The Regulations to the Illegal Logging Prohibition Act come into force this November. Importers of wooden furniture, timber, cardboard and paper products will be required to demonstrate and document that their imports are of low risk of containing illegally logged timber.
These Regulations are based on an illusion – that people can know and control things far beyond their understanding and sphere of available information.
Wood-products have usually come through long supply- and manufacturing-chains, are often made of multiple components and may have been manufactured in third countries. Illegal timber looks the same as legal. The origins and identity of each component of an import would generally lost in the complexity of time and space.
Even if you could somehow magically go back in time, and identify and track all components from the original forests, you would have to know relevant foreign laws and the behaviour of unknown third parties in relation to these laws.
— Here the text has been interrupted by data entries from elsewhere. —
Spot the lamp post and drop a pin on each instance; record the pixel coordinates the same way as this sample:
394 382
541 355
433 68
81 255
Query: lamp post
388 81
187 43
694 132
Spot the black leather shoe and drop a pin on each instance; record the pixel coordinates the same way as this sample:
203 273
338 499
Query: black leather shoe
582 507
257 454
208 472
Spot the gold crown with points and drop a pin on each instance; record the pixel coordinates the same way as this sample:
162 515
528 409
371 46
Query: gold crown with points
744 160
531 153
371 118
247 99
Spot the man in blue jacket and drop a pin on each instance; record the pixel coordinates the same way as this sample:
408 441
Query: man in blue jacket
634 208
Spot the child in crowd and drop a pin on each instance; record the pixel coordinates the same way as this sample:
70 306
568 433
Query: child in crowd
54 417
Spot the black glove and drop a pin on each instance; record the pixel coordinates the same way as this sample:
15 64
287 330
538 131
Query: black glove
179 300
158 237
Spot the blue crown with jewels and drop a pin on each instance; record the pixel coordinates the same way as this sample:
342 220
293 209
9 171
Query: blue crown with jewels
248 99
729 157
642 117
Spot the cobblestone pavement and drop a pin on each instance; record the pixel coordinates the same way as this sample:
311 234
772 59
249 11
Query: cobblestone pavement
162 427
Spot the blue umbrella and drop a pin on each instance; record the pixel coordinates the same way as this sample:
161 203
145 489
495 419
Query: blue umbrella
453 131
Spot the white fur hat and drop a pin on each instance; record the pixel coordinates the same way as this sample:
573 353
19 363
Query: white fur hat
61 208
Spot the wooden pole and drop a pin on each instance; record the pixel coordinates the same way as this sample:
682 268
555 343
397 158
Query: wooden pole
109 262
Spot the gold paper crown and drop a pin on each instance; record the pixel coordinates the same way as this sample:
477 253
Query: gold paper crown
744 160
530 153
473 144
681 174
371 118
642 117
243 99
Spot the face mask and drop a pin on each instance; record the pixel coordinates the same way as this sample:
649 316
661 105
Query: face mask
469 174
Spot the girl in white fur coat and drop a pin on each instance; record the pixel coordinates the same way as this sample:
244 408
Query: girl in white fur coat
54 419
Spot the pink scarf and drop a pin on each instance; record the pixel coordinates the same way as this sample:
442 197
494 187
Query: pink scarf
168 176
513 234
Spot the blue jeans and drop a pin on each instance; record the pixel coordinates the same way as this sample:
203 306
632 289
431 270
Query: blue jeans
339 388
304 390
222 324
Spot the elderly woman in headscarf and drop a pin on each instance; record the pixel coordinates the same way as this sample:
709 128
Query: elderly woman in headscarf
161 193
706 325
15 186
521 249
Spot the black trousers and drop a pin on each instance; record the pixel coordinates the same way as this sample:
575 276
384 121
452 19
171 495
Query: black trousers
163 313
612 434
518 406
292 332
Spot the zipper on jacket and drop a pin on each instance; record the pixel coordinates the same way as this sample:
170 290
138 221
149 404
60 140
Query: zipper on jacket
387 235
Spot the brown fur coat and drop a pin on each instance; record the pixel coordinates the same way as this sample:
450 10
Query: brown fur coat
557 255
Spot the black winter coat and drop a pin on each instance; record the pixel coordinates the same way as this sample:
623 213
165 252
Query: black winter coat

It is bad enough that governments fall into the trap of believing that they can obtain all the necessary and current information, from their own countries, to successfully plan society. When they start to hold their citizens liable to obtain and process large amounts of complex and unknowable information, and from foreign countries, there’s a problem.
The matter needs to be seen in perspective. There are no cases of illegal timber proven to have entered Australia. If the government believes that reducing illegal logging in other countries is something they should get involved in, they need to take effective action focused at the source of the problem.
For all its green feel-gooderism, the “action at a distance” model of these Regulations will not work. It will generally not be sensitive enough (low probability of distinguishing illegal timber from legal), and runs the risk of being non-specific, creating false positives and blocking trade of legal products.